There are three different situations to explore when adding fractions with the same denominator. Additions can be where:
- the whole is completed (e.g. \(\frac{1}{4}\) + \(\frac{3}{4}\) = 1)
- the total is less than one (e.g. \(\frac{2}{8}\) + \(\frac{1}{8}\) = \(\frac{3}{8}\))
- the total is greater than one, which involves working with improper fractions and mixed numbers (e.g. \(\frac{2}{3}\) + \(\frac{2}{3}\) = \(\frac{4}{3}\) = 1\(\frac{1}{3}\))
Similarly, subtractions can be taking away from:
- one whole (e.g. 1 – \(\frac{1}{4}\) = \(\frac{3}{4}\))

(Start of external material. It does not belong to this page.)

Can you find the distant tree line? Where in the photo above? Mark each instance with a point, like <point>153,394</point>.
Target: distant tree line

- a fraction less than one (e.g. \(\frac{3}{8}\) – \(\frac{2}{8}\) = \(\frac{1}{8}\))
- a number greater than one (e.g. 1\(\frac{1}{3}\) – \(\frac{2}{3}\) = \(\frac{2}{3}\))
Both additions and subtractions can be modelled with area diagrams or scenarios such as pieces of pizza. However, modelling these operations on a number line allows the use of counting forwards or backwards along the number line as a solution strategy.
The number line counting model can also help avoid the common misconception of adding the denominators as well as the numerators.